Greg Cote

In My Opinion

Unthinkably bad game for so-called contender Miami Dolphins

 

gcote@MiamiHerald.com

Thank goodness for the United States military. I don’t just mean that as a patriotic American. I mean that because — if not for hundreds of troops being honored here on Veterans Day — Dolphins fans surely would have set an NFL single-game record Sunday for least reason to cheer in a home stadium.

It was that bad.

No. It was worse.

I did not think it possible that a team considering itself to be a playoff contender could lose this badly, at home, to a bad opponent.

The thought kept occurring, as the Dolphins’ 37-3 loss to the Tennessee Titans imploded, that our military personnel here to be honored might have preferred immediate deployment overseas rather than keep sitting through this football torture.

It was this franchise’s worst home defeat since expansion-era 1968, and all the worse because of the stakes in play.

There is a phrase for a home team favored by six points that loses by 34, if you’ll permit me one last military allusion:

Shock & Awful.

Worst loss?

“Oh yes.
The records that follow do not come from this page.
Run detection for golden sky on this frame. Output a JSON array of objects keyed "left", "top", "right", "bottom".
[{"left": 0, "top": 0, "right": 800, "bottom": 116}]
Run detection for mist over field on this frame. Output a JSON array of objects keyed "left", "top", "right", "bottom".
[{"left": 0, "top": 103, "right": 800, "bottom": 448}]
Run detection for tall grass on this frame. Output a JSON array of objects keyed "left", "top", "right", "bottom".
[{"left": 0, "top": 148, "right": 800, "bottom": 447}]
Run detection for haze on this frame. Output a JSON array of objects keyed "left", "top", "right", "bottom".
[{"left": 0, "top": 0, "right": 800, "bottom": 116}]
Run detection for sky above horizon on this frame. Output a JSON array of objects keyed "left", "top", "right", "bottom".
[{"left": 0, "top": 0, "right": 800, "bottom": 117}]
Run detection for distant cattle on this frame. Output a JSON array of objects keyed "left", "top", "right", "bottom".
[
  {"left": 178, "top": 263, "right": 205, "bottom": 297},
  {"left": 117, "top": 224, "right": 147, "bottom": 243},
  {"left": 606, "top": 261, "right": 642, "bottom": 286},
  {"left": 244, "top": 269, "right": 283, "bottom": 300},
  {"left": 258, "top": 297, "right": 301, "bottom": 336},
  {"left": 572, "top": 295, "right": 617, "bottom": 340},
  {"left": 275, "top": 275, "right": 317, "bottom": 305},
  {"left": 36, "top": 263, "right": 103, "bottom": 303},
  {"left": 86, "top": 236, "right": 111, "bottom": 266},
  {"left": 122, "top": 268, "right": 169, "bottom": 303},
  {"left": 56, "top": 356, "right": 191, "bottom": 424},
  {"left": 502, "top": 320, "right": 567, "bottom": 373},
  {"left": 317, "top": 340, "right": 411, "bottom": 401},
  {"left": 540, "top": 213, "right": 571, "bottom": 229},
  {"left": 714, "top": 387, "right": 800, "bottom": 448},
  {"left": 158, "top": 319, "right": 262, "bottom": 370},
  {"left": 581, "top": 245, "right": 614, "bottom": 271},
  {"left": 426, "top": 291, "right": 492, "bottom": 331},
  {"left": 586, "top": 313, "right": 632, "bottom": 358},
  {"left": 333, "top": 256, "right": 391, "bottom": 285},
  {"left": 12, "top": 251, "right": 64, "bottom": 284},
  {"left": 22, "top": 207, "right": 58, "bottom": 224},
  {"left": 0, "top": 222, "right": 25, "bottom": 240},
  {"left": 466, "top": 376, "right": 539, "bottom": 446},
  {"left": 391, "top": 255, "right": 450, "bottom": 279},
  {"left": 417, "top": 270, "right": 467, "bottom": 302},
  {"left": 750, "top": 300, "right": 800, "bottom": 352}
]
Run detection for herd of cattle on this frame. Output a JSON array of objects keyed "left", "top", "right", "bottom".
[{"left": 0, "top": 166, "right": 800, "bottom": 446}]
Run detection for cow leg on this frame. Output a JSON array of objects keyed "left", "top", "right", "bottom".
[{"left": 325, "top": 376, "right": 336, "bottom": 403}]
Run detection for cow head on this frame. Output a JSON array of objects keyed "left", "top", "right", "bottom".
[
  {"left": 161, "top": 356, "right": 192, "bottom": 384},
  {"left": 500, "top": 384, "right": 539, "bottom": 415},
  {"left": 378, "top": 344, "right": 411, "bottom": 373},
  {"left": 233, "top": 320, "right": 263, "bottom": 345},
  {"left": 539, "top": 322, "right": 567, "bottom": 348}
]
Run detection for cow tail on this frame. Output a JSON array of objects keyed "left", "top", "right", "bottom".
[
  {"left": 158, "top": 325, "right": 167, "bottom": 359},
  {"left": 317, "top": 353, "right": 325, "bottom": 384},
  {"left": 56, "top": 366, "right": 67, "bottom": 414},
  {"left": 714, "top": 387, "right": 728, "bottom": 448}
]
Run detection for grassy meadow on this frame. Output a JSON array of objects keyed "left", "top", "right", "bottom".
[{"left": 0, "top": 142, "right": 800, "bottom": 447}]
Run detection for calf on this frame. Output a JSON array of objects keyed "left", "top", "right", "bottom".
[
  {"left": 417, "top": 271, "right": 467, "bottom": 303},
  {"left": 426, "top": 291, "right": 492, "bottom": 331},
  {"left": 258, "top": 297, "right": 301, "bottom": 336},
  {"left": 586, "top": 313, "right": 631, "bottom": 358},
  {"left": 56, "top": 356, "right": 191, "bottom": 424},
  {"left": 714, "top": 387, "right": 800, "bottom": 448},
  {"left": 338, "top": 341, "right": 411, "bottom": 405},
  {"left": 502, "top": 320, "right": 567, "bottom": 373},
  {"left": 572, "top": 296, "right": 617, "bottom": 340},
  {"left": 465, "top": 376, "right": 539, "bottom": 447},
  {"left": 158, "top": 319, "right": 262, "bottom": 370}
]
By far,” linebacker Karlos Dansby put it plainly.

“I’m embarrassed [by] the way we played,” quarterback Ryan Tannehill agreed.

Miami’s promising rookie QB bears his share of that embarrassment, of course. It is never a good sign when your team’s most outstanding play of the game might have been Tannehill’s touchdown-saving open-field tackle following his third interception.

The Dolphins were lost in a 24-3 crater by halftime and by then all that kept fans from complaining more audibly was that they kept showing soldiers and patriotic images on the giant video screen and no self-respecting fan wants to take a chance being caught booing the flag.

“That team I watched for [the first] 30 minutes was not the team I coached for eight games,” said coach Joe Philbin.

The team he watched in the second 30 minutes wasn’t much better.

I cannot recall another team and its fortunes plummeting from one extreme to the other more dramatically than the Dolphins, who in a span of 14 days have gone from the euphoria of a 30-9 beat-down of the hated Jets to Sunday’s monstrosity.

(Both extremes are the “real” Dolphins, a team both deeply flawed but capable of re-starting a fight for playoff contention.)

Likewise, I cannot recall another pro/college doubleheader delivering more disappointment upon Miami in a single weekend than Saturday’s last-second 41-40 Miami Hurricanes loss at Virginia followed by Sunday’s Dolphins surrender.

Putting a positive spin on it, at least the 1972 Dolphins had a very good day Sunday, watching the last-unbeaten Atlanta Falcons lose.

Meantime the 2012 Dolphins’ day ended in an emptied stadium with the Titans’ backup quarterback kneeling.

That was what the Dolphins had spent the entire afternoon doing.

Tennessee entered this game having just lost at home 51-20, after which longtime owner Bud Adams said his team had been “grossly outcoached and outplayed.” Dolphins owner Stephen Ross should have been thinking something similar Sunday.

Miami receiver Marlon Moore noted rather defiantly afterward that two weeks ago fans and pundits were talking playoffs while now, two losses later, the record sunk to 4-5 and “everybody’s going to try to pull us apart now and say we’re nothing.”